The Master of the Rolls has suggested that lawyers do no want to stop remote hearings because they can make more money through appearing online.

In a speech last week to the British Institute of International and Comparative Law, Sir Geoffrey Vos said Covid-19 had added a ‘new urgency’ to online dispute resolution.

Vos said: ‘It has created a world full of remote hearings, from which many lawyers anyway are reluctant to retreat because of the convenience for them of not having to travel to courts in different places. To be blunt, remote hearings can boost their earnings potential.’

He emphasised that while Covid-19 had forced all jurisdictions to move from face-to-face hearings to remote or Zoom hearing, and this was done without significant interruption, his long-term vision was not the use of ‘ordinary’ technology within the justice system, but rather a new approach to delivering justice.

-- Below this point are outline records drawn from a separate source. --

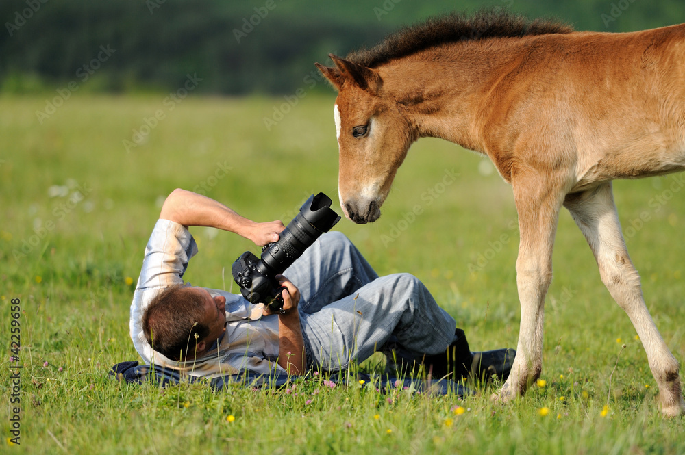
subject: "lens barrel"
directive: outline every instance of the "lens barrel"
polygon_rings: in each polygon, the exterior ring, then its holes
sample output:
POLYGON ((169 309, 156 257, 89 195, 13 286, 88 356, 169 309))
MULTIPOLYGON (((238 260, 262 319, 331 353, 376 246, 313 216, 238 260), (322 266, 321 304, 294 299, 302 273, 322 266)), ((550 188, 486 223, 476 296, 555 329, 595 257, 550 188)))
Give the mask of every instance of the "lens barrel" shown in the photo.
MULTIPOLYGON (((265 246, 259 261, 246 252, 233 265, 233 278, 242 295, 252 303, 277 298, 279 288, 274 277, 282 274, 321 234, 328 232, 340 217, 331 207, 331 198, 323 193, 312 195, 300 208, 299 213, 279 234, 277 242, 265 246)), ((277 300, 279 299, 277 298, 277 300)), ((283 305, 282 300, 275 304, 283 305)))

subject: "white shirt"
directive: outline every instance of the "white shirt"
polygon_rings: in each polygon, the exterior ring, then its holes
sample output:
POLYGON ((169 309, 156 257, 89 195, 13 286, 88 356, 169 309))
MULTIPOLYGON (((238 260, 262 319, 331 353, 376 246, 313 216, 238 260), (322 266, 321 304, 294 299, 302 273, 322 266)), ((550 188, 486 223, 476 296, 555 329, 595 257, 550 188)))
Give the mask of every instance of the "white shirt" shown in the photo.
POLYGON ((197 253, 197 245, 185 227, 168 220, 158 220, 145 248, 145 257, 131 304, 130 330, 136 350, 147 364, 173 368, 192 376, 215 377, 236 374, 244 369, 268 374, 284 371, 276 363, 278 356, 278 316, 262 316, 242 296, 207 289, 212 296, 226 298, 226 331, 218 345, 192 361, 168 359, 152 349, 142 332, 142 314, 160 291, 181 283, 188 261, 197 253))

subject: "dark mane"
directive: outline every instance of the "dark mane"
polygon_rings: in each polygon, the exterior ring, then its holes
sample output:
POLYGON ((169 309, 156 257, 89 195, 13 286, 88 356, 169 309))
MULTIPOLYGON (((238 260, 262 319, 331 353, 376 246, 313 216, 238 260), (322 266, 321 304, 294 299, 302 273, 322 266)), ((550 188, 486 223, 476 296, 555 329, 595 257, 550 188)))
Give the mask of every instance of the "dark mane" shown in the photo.
POLYGON ((573 31, 572 27, 560 22, 544 19, 532 21, 507 11, 482 10, 468 16, 465 13, 455 12, 401 29, 370 49, 351 53, 347 59, 367 68, 374 68, 393 59, 449 42, 477 41, 487 38, 568 34, 573 31))

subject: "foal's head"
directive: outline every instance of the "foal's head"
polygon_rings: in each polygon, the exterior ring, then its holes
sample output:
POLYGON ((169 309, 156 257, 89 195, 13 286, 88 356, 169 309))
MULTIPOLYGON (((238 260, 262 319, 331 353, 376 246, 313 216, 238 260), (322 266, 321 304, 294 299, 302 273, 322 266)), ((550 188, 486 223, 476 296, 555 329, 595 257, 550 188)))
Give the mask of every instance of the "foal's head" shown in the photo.
POLYGON ((397 168, 416 138, 376 69, 334 55, 335 66, 316 66, 338 90, 334 116, 340 148, 338 192, 345 216, 373 222, 397 168))

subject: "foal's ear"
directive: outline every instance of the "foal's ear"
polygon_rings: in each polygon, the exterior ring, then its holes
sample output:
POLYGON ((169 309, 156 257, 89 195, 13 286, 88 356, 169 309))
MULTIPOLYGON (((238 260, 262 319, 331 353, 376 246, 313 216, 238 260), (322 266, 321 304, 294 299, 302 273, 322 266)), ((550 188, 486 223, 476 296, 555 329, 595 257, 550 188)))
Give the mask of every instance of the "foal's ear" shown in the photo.
POLYGON ((342 87, 342 83, 345 82, 345 79, 342 78, 342 75, 340 72, 338 70, 337 68, 329 68, 328 66, 324 66, 320 63, 314 64, 316 65, 316 68, 319 70, 321 72, 328 81, 330 82, 336 90, 340 91, 340 88, 342 87))
POLYGON ((333 54, 329 54, 328 56, 333 60, 333 63, 336 64, 344 79, 352 82, 373 95, 378 94, 383 81, 375 70, 358 65, 333 54))

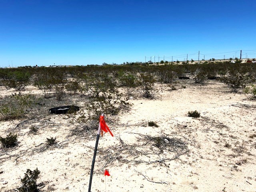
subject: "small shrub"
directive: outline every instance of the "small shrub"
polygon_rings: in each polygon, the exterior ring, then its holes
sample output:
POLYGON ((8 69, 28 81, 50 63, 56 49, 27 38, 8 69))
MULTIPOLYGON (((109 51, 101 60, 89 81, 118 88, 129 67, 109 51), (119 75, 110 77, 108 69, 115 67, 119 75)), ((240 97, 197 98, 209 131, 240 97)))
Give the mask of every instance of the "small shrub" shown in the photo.
POLYGON ((195 71, 191 72, 193 80, 196 83, 204 83, 207 79, 207 74, 202 70, 196 70, 195 71))
POLYGON ((170 84, 168 85, 168 86, 170 88, 171 90, 172 90, 172 91, 175 91, 177 90, 177 88, 174 84, 170 84))
POLYGON ((29 84, 30 75, 27 72, 16 71, 8 74, 7 79, 3 81, 4 86, 20 90, 29 84))
POLYGON ((130 88, 135 87, 136 86, 135 76, 132 74, 125 74, 124 73, 119 73, 119 81, 121 86, 127 86, 130 88))
POLYGON ((194 111, 189 111, 188 113, 189 117, 193 117, 194 118, 198 118, 200 116, 200 113, 197 112, 196 110, 194 111))
POLYGON ((138 82, 139 87, 137 90, 142 97, 152 98, 157 91, 154 86, 155 82, 156 80, 153 75, 141 74, 138 82))
POLYGON ((159 126, 155 123, 154 121, 150 121, 148 123, 148 126, 150 127, 158 127, 159 126))
POLYGON ((176 77, 176 74, 170 68, 164 69, 159 72, 160 82, 164 83, 171 83, 176 77))
POLYGON ((21 179, 22 185, 17 189, 20 192, 37 192, 39 191, 36 180, 38 178, 40 171, 37 168, 33 171, 27 169, 24 177, 21 179))
POLYGON ((250 87, 245 88, 244 92, 246 94, 249 94, 252 96, 253 98, 256 99, 256 87, 254 85, 251 85, 250 87))
POLYGON ((46 144, 48 146, 53 145, 56 143, 56 138, 51 137, 50 138, 46 138, 46 144))
POLYGON ((148 126, 150 127, 158 127, 159 126, 154 121, 150 121, 148 123, 148 126))
POLYGON ((35 99, 30 95, 16 94, 5 98, 0 102, 0 119, 7 120, 22 117, 35 103, 35 99))
POLYGON ((0 137, 0 142, 2 145, 6 148, 14 147, 18 144, 17 137, 17 134, 10 133, 7 135, 5 138, 0 137))
POLYGON ((235 69, 229 71, 226 75, 221 75, 220 80, 229 86, 232 92, 236 93, 246 87, 248 79, 245 72, 235 69))
POLYGON ((251 138, 252 139, 254 138, 254 137, 256 137, 256 134, 252 134, 252 135, 250 135, 249 137, 250 138, 251 138))
POLYGON ((61 100, 62 98, 65 94, 64 86, 63 85, 56 85, 55 87, 55 89, 56 99, 58 101, 61 100))
POLYGON ((224 147, 226 147, 227 148, 231 148, 231 145, 230 145, 229 143, 226 143, 226 144, 225 144, 224 147))
POLYGON ((35 133, 38 130, 38 128, 34 126, 32 126, 29 128, 29 130, 30 132, 35 133))
POLYGON ((79 82, 78 81, 69 81, 65 86, 66 89, 70 93, 76 94, 80 88, 79 82))

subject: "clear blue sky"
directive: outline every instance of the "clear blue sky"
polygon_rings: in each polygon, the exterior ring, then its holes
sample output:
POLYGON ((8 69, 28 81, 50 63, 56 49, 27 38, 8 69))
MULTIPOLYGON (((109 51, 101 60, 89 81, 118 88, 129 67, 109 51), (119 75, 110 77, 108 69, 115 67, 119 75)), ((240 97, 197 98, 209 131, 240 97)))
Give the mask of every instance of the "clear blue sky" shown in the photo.
POLYGON ((0 0, 0 66, 256 58, 256 12, 253 0, 0 0))

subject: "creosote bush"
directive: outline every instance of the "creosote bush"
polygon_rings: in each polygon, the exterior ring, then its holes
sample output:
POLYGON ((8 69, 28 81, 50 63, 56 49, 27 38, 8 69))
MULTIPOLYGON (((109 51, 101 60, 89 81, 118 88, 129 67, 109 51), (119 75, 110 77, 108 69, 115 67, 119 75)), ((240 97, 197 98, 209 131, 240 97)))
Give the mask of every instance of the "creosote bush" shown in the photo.
POLYGON ((226 75, 221 75, 220 80, 228 85, 232 92, 235 93, 246 87, 249 78, 246 71, 236 69, 230 70, 226 75))
POLYGON ((17 134, 10 133, 5 138, 0 137, 0 142, 3 146, 6 148, 14 147, 18 144, 17 137, 17 134))
POLYGON ((153 98, 157 92, 154 84, 156 80, 154 76, 150 74, 140 74, 138 82, 139 86, 137 90, 143 97, 153 98))
POLYGON ((250 86, 246 87, 244 92, 251 95, 254 99, 256 99, 256 87, 254 85, 252 84, 250 86))
POLYGON ((17 190, 20 192, 37 192, 39 191, 36 180, 38 178, 40 171, 37 168, 32 171, 27 169, 24 177, 21 179, 22 185, 17 190))
POLYGON ((17 119, 23 116, 26 110, 34 103, 35 98, 31 95, 15 94, 0 102, 0 119, 17 119))
POLYGON ((46 138, 46 142, 48 146, 53 145, 56 143, 56 138, 51 137, 50 138, 46 138))
POLYGON ((150 121, 148 123, 148 126, 150 127, 158 127, 159 126, 154 121, 150 121))
POLYGON ((207 79, 207 74, 205 71, 202 70, 197 69, 194 72, 191 72, 193 80, 196 83, 203 84, 207 79))
POLYGON ((29 84, 30 77, 30 74, 27 72, 19 70, 10 72, 2 84, 6 87, 20 90, 29 84))
POLYGON ((198 118, 200 116, 200 113, 197 112, 196 110, 194 111, 189 111, 188 113, 189 117, 193 117, 194 118, 198 118))

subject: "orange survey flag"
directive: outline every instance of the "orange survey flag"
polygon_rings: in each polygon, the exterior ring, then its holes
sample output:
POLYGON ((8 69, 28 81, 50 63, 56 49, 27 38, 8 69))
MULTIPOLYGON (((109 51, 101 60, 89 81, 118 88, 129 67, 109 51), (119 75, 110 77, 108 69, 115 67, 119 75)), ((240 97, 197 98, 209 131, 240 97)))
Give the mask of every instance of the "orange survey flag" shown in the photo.
POLYGON ((104 120, 104 116, 100 116, 100 128, 102 130, 103 130, 105 132, 109 132, 111 136, 114 137, 114 135, 112 133, 112 132, 110 131, 110 129, 106 124, 105 120, 104 120))
POLYGON ((105 173, 104 173, 104 175, 105 175, 105 176, 106 176, 106 175, 108 176, 110 176, 110 174, 109 174, 109 173, 108 171, 108 170, 107 170, 106 169, 105 170, 105 173))

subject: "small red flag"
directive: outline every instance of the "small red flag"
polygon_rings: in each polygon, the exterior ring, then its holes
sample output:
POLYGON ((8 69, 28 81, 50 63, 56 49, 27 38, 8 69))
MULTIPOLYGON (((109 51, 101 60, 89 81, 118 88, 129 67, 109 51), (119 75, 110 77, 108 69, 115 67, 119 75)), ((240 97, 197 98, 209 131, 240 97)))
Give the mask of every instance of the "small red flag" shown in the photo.
POLYGON ((109 173, 108 171, 108 170, 107 170, 106 169, 106 170, 105 170, 105 173, 104 174, 104 175, 105 175, 105 176, 106 176, 106 175, 107 175, 108 176, 110 176, 110 174, 109 174, 109 173))
POLYGON ((104 120, 104 116, 100 116, 100 128, 105 132, 109 132, 111 136, 114 137, 114 135, 112 132, 110 131, 110 129, 106 124, 105 120, 104 120))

‘New commercial courts and old need to find methods of decision-making that are more streamlined, less costly and far less time-consuming.

‘The HMCTS reform programme in England and Wales will ultimately mean that any civil or commercial case can be started and progressed online with integrated mediated interventions aimed at resolving the dispute applied within the online framework.’

The judge said the pandemic may lead to the introduction of procedural rules that are less cumbersome, and that the focus on domestic procedural codes will only hold back the success of modern commercial courts.

‘It is no use building court systems to resolve the disputes of yesteryear, arising from piles of analogue documentation, when disputes now arise online, from entirely digital communications and often on-chain transactions,’ said Vos. ‘In the new digital environment, all procedural codes need a thorough overhaul.’

Vos also urged lawyers not to be over-cautious about the use artificial intelligence in a legal context. He acknowledged that, if not used properly, AI could lead to greater bias and inequalities, or be unreliable in relation to sentencing or predicting litigation outcomes.

‘But these problems do not lead to the conclusion that we should pretend that artificial intelligence is not here to stay,’ he added. ‘It very much is. It means instead that we must understand it better and learn to set out the value and uses of human interventions.’